It’s probably not overreach to describe the last couple of months for ailing beer conglomerate Anheuser-Busch as the worst marketing and market rebellion move in American history. After the subtle “transfiguration” of flagship brew “Bud Light”, the company has gone nowhere but down.
Now, the boycott and subsequent Wall Street losses are hitting home in the breweries themselves, as the company announced that nearly 200,000, (two-hundred thousand), of their employees will be laid off next week.
Did you notice the numbers and the spelling out of the number? That got me three extra words in this article. Not to mention this entire paragraph.

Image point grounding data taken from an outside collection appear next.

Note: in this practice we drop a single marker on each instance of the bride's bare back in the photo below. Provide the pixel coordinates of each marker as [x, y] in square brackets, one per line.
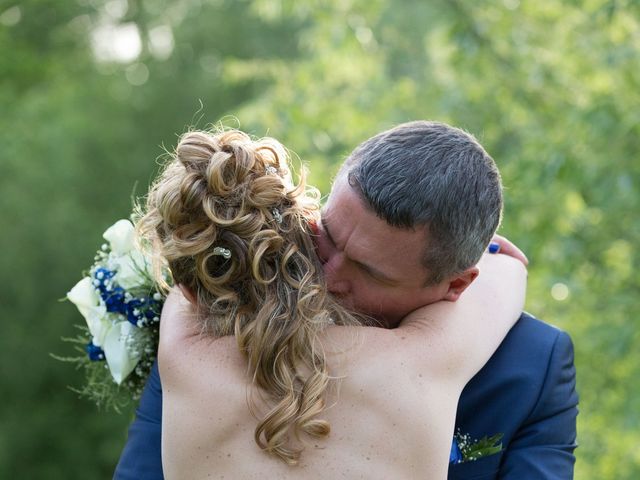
[391, 417]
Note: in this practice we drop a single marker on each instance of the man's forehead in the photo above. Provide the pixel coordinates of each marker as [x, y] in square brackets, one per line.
[370, 240]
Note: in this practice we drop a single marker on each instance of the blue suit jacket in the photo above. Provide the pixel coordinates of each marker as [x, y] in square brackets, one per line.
[526, 391]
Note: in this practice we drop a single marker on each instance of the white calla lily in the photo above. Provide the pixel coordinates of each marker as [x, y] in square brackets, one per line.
[85, 297]
[119, 357]
[120, 236]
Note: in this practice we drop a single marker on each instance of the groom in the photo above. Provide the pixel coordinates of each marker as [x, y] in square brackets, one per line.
[440, 192]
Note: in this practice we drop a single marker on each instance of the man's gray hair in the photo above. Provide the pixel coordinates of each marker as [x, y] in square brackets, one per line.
[431, 175]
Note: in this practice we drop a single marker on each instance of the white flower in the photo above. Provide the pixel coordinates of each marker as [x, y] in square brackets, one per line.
[85, 297]
[129, 269]
[120, 358]
[120, 236]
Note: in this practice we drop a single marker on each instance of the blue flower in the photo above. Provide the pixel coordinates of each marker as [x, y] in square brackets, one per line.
[456, 454]
[95, 353]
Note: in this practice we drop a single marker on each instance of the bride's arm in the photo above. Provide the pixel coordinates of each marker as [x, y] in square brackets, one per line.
[453, 340]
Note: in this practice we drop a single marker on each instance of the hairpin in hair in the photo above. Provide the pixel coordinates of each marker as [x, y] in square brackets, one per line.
[276, 215]
[223, 252]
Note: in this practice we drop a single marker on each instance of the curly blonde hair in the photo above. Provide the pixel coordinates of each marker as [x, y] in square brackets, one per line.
[223, 189]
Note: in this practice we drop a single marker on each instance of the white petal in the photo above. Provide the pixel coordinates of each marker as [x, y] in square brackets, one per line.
[120, 360]
[120, 236]
[84, 296]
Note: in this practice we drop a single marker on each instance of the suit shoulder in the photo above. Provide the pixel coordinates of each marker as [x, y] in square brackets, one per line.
[532, 333]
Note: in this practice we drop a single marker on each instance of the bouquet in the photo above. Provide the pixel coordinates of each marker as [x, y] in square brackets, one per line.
[121, 305]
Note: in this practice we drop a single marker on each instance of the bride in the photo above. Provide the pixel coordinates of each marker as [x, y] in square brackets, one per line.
[264, 375]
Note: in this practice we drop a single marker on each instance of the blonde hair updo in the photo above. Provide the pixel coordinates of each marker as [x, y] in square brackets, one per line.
[224, 190]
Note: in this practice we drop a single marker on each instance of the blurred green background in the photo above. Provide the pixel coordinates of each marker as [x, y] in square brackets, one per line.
[91, 91]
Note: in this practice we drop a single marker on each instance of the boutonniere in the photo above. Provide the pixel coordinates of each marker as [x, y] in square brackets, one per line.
[466, 449]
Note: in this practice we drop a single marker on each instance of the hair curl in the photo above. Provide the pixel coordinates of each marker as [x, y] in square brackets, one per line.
[223, 189]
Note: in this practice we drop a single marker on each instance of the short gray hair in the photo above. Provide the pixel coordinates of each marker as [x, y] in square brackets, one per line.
[431, 175]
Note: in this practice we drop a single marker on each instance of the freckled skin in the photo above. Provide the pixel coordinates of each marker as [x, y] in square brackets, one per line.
[395, 411]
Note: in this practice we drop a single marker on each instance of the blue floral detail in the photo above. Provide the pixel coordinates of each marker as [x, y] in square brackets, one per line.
[114, 300]
[456, 454]
[95, 353]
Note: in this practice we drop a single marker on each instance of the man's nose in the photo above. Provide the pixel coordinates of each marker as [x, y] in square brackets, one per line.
[336, 275]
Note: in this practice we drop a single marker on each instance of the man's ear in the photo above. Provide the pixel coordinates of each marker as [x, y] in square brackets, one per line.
[188, 294]
[460, 283]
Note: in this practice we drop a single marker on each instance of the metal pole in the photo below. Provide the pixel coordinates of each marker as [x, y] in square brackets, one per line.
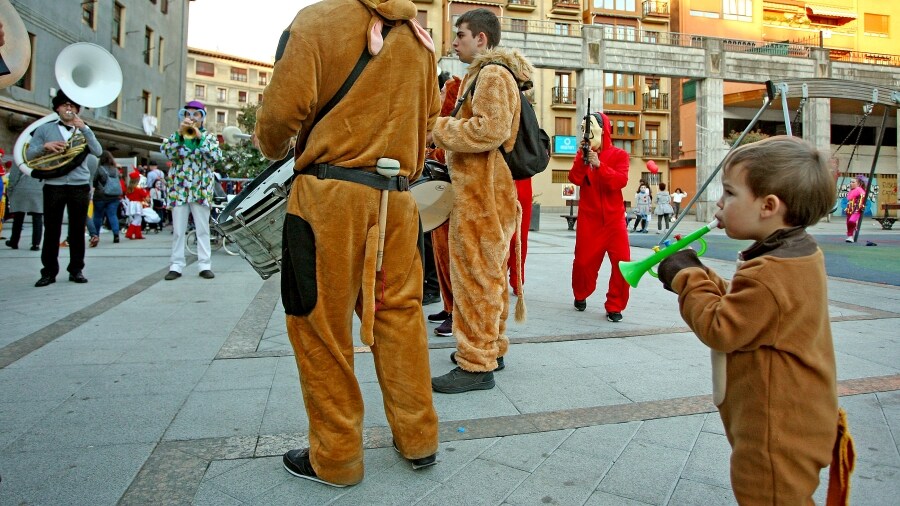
[872, 174]
[767, 101]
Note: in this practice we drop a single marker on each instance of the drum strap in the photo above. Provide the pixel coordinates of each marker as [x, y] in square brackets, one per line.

I know what you’re thinking. Job losses are no laughing matter, and even though this is a purely satirical article, is joking about them Kosher? We asked rabbinical student Sanders Batt about that one, and boy, were we ever sorry.
“Job losses at Anheuser-Busch have been at an all time high in the conservative mind. It’s like their ‘boycott’ worked because, you know, they saw that video of the fat guy throwing cases on the ground in the Walmart in Kansas. Ha! Conservatives don’t have the brains of a gnat.”
According to absolutely nobody, Bud will begin firing people in the bottle-bottom molding factories first, leading to quite a bit of spillage. From there, it will progress until even the hoo farmers are out of business.
And where will we be then? Right. Drinking Molson Golden.